= UCLA High Post Offense =

Offensive strategy in basketball

The UCLA High Post Offense is an offensive strategy in basketball, used by John Wooden, head coach at the University of California, Los Angeles. Due to UCLA's immense success under Wooden's guidance, the UCLA High Post Offense has become one of the most popular offensive tactics, and elements of it are commonly used on all levels of basketball including the NBA. Wooden sought the advice of Press Maravich, then coach of NC State, whether to implement it into his offense.

The UCLA High Post Offense is flexible in its ability to use the strengths of most players on the floor.
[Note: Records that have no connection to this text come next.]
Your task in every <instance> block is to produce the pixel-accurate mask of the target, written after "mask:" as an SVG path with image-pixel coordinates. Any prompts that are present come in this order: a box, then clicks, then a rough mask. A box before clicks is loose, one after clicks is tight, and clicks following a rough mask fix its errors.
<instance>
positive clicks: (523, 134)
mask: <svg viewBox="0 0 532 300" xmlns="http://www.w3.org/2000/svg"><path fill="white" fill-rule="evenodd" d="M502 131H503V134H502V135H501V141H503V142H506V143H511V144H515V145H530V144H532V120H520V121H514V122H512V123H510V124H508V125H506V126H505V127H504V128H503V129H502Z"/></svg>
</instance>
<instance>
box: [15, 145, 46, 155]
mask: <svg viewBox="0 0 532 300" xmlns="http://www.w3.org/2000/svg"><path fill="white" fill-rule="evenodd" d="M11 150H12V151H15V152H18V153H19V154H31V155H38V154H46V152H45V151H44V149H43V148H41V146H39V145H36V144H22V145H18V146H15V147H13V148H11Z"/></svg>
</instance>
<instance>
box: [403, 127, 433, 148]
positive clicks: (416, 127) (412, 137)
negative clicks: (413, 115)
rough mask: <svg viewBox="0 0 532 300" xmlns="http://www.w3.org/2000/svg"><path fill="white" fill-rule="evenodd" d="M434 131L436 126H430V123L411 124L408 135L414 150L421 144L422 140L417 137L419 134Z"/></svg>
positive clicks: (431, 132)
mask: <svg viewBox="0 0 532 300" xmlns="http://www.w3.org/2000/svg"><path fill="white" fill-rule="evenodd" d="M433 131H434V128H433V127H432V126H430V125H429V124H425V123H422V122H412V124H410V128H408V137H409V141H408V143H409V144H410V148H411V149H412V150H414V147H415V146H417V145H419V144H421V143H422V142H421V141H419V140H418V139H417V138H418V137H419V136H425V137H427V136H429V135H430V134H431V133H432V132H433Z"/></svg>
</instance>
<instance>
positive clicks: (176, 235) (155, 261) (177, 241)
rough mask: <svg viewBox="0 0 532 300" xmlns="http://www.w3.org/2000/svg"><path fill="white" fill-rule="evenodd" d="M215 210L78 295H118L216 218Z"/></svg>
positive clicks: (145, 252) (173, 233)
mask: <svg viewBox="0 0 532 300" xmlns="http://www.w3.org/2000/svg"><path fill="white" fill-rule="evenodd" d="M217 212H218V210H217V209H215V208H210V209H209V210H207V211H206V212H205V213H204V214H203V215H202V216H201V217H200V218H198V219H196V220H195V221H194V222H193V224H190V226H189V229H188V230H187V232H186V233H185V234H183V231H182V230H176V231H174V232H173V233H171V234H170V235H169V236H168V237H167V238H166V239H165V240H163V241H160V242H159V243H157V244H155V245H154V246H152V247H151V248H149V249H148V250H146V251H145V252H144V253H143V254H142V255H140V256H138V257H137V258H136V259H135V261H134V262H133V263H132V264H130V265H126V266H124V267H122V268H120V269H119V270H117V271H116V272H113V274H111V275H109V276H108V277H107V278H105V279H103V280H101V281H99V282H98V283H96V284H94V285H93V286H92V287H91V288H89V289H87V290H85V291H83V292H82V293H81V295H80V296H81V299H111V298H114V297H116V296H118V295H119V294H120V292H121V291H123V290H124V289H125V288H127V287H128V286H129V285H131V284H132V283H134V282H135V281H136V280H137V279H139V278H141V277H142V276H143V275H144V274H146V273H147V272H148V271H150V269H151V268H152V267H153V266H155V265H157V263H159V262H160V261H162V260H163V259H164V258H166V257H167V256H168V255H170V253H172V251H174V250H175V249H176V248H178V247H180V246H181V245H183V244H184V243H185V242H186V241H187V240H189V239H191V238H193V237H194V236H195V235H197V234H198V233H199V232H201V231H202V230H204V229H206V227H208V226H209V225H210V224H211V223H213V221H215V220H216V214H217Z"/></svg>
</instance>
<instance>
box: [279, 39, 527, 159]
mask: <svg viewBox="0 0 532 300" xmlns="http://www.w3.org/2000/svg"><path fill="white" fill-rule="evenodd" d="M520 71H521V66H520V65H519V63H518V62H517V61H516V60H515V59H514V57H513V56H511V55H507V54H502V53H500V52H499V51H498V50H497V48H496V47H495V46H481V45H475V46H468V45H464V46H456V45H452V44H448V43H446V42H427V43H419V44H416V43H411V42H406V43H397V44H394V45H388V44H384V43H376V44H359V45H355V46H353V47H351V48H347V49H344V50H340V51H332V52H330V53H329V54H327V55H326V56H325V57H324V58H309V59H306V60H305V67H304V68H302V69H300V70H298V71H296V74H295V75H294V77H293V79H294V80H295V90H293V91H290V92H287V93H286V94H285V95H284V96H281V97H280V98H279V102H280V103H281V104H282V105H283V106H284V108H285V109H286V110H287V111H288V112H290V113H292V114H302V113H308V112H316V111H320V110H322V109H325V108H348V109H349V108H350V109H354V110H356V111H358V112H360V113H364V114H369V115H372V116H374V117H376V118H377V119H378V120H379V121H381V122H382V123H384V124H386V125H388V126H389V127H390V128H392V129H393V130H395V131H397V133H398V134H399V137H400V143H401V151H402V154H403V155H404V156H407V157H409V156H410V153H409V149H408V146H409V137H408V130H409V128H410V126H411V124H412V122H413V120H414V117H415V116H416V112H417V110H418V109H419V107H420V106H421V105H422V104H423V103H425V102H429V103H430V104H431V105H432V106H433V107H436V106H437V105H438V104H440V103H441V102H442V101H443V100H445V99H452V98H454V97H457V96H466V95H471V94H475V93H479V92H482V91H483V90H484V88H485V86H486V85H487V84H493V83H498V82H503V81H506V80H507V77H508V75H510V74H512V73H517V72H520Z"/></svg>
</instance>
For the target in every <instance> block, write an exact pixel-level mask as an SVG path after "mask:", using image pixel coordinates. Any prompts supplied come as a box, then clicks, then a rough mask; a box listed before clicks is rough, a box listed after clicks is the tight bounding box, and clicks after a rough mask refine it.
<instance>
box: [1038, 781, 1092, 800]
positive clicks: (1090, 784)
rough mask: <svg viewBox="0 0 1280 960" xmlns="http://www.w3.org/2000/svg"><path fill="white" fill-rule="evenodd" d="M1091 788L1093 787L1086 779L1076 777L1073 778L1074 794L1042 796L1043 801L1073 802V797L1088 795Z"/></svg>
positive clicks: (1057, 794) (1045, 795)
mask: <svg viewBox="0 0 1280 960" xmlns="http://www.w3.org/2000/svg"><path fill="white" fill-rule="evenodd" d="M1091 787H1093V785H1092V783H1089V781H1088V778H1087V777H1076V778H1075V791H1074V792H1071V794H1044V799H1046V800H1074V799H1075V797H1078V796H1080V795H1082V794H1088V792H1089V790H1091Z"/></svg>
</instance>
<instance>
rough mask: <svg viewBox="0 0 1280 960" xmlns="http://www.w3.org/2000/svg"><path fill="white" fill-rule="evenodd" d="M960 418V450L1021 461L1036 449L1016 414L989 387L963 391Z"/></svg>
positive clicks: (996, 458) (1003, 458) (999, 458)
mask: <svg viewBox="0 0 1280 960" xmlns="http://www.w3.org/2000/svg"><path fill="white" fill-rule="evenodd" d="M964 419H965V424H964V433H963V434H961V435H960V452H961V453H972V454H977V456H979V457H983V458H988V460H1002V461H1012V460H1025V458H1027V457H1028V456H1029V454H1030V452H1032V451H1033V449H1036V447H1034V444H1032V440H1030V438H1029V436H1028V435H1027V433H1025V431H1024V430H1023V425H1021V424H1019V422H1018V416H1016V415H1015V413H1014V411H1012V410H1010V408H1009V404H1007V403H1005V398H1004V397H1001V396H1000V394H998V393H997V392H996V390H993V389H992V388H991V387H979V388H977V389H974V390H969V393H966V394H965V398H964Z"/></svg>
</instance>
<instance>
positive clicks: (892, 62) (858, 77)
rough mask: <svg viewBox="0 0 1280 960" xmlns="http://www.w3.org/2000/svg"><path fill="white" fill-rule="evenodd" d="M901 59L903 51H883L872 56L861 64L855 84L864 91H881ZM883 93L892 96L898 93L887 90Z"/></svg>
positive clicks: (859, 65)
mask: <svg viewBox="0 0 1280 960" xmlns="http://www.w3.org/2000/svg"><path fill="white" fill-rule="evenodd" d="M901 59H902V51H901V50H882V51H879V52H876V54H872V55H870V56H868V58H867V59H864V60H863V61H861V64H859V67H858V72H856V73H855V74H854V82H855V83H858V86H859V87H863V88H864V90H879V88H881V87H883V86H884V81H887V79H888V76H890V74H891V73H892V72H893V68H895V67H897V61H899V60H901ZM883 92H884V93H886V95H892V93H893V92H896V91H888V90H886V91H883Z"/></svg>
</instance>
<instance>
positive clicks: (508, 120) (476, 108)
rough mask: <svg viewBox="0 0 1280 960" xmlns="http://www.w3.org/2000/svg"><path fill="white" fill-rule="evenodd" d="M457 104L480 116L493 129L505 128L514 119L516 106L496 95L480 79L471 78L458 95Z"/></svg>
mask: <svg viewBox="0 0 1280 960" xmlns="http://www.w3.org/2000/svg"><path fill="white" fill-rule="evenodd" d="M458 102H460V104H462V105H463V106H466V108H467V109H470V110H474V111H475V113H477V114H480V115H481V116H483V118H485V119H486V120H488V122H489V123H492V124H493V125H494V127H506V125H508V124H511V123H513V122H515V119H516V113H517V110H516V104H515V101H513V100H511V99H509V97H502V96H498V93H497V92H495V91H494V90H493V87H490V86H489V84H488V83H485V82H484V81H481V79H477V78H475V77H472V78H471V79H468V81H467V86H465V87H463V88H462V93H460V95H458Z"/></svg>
This man-to-man offense is designed to take full advantage of a center with good passing, shooting and one-on-one skills out of the high post, but it can also take advantage of the post up abilities of either guard and forward. It is commonly run out of the 2-2-1, 4-out/1-in set (also known as a two-guard front), but can also be initiated out of a 1-4 set with a variety of entries. The two-guard front keeps the pressure off a team's playmaker from having the ball in his hands all the time, as well as allowing the offense to be initiated from either side of the floor and giving either guard an opportunity to run the side-post game.

The UCLA High Post offense can be run to both sides of the court, and has a variety of options or "reads". It is a near relative of Tex Winter's triangle offense, featuring a three-man triangle game on the strong side and a two-man game on the weak side. Its strengths include simplicity, superb offensive rebounding coverage, a weak-side attack, consistent spacing, flexibility based on personnel and the ability to penetrate the defense. However, due to the presence of a strong-side high-low-wing triangle formation, the ability to penetrate with the dribble is highly limited.